Как бы то ни было, в конце концов мы с Лидсом, успешно преодолев замысловатый лабиринт, достигли усадьбы миссис Рэкхем и вошли без звонка или стука, из чего я заключил, что Лидс считался здесь своим.
Все шестеро присутствующих собрались в комнате или, скорее, зале (она была длиннее и шире, чей весь дом Лидса), устланной двумя десятками ковров, так и норовивших выскользнуть у меня из-под ног, и уставленной тремя дюжинами предметов, пригодных для сидения. Несмотря на ломящийся от напитков бар на колесиках, мне показалось, что должное веселье еще не воцарилось, потому что встретили нас с Лидсом так, словно более замечательного события не случалось целую вечность. Лидс представил меня гостям и хозяйке, поскольку считалось, что я не знаком с миссис Рэкхем, а затем, когда мой бокал наполнили, Аннабел Фрей прочитала лекцию о том, как я работаю. Оливер А. Пирс, государственный муж, тут же загорелся и потребовал, чтобы я продемонстрировал свое искусство, учинив каждому из них допрос с пристрастием как подозреваемому в отравлении собаки. Я отбрыкивался, но они настаивали, и мне пришлось уступить. Увы, на сей раз я выступил без привычного блеска.
Пирс оказался ловким малым. Его поведение подчинялось закону природы, который определяет особую, неповторимую манеру общения народного избранника со всеми, кто уже достиг возраста избирателя. Правда, природное чутье и отменная реакция позволяли ему легко маскировать этот недостаток, хотя он был примерно одних лет со мной. Впрочем, фигурой он мне тоже не уступал, высокий, широкоплечий, с располагающим, честным лицом и улыбкой, которая зажигалась в долю секунды, как лампа-вспышка. Я завязал узелок на память, чтобы проверить, не в его ли избирательном округе живу. Карьера ему, конечно, обеспечена, вопрос лишь в том, как высоко и как скоро он взлетит.

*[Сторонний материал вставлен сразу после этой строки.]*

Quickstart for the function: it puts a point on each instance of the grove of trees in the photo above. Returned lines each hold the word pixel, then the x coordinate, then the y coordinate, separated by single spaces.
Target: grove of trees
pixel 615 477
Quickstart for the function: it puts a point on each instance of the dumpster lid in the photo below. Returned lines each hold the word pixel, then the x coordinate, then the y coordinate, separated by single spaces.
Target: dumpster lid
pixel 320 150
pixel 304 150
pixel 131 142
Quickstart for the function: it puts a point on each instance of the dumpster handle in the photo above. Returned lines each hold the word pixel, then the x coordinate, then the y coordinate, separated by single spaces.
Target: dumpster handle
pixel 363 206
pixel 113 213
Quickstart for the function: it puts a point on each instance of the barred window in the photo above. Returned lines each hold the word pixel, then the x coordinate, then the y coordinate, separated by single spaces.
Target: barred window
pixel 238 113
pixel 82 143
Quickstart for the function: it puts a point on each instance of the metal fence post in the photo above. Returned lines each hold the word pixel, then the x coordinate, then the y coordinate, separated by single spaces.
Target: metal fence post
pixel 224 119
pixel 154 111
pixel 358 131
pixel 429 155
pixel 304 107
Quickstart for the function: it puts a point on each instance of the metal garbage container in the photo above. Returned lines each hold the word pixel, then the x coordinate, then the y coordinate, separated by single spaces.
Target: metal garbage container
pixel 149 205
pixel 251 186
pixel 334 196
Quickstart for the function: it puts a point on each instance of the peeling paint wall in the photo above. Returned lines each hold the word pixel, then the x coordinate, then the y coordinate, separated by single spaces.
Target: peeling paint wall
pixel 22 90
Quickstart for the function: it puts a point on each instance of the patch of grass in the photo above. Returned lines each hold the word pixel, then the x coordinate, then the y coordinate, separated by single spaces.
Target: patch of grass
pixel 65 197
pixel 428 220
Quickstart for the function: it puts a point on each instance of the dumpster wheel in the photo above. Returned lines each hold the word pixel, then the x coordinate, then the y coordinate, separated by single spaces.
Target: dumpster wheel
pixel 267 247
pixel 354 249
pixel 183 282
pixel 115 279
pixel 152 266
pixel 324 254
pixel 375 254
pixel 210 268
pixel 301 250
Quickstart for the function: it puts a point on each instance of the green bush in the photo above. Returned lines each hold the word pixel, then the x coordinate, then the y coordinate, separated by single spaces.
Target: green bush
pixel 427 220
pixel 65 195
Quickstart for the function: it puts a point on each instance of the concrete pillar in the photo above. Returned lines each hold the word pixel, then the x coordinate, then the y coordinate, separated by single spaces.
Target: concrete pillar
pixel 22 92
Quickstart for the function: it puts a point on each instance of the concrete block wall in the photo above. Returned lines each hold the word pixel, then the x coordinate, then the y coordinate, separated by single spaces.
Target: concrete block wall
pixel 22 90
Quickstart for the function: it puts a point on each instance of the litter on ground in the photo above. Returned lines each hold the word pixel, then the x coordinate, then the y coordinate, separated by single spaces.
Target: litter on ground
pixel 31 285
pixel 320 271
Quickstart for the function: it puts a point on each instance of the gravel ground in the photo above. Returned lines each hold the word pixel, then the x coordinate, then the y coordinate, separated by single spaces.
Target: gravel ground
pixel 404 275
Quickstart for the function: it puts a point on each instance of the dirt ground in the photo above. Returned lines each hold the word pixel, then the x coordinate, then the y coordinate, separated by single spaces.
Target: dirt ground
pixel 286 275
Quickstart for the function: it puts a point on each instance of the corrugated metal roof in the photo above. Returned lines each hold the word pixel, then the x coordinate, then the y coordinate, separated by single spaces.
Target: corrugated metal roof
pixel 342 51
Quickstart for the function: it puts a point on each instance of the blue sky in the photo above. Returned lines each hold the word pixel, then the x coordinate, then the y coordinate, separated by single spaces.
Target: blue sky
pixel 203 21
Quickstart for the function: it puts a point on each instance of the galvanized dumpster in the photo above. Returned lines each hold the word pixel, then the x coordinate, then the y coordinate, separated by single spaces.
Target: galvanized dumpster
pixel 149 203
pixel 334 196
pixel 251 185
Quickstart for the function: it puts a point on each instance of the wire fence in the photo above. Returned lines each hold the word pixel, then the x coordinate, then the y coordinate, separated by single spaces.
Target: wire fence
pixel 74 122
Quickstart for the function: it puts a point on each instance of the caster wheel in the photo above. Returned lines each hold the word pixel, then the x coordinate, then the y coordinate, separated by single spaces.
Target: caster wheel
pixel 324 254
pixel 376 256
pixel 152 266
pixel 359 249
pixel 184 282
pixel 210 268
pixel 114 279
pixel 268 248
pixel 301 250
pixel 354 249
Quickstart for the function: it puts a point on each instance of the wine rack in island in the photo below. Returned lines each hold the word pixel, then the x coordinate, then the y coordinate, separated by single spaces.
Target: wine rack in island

Если вдобавок к собственным талантам и достоинствам Пирс сумеет заполучить в свою упряжку еще и Лину Дэрроу, то взлетит он очень высоко и очень скоро. На первый взгляд она была помоложе Аннабел Фрей, лет двадцати шести, и я никогда не видел более прелестных глаз. Она их явно недооценивала или излишне скромничала. Когда я ее допрашивал, она прикинулась, что я припер ее к стенке, но глаза выдали, что она в два счета могла оставить меня в дураках. Не знаю, водила она меня за нос, практиковалась или же просто пыталась сойти за простушку.
Барри Рэкхем не только озадачил меня, но еще и ухитрился посеять в моей душе смуту. Не знаю, то ли я глупее, чем считает Ниро Вульф, и дважды глупее, чем считаю я сам, то ли мистер Рэкхем был умнее, чем выглядел. В Нью-Йорке таких, как он, хоть пруд пруди, а из него нью-йоркское так и лезло. Зайдите в любой бар на Мэдисон-авеню от пяти до половины седьмого – и увидите там шестерых, а то и восьмерых Барри Рэкхемов: не юнцов, конечно, но и отнюдь не убеленных сединами; мужественной наружности (если не считать длинных отполированных ногтей), утомленных и, напротив, свежих и рвущихся в бой, в зависимости от состояния; и всех с немного отечными глазами. Я знал его как облупленного, во всяком случае так думал, однако никак не мог решить, известна ли ему подлинная причина моего приезда; впрочем, как раз это я и собирался выяснить. Если известна, то считайте, что ответ на вопрос, состоит ли он на жалованье у Зека, уже получен; если же нет, то вопрос оставался открытым.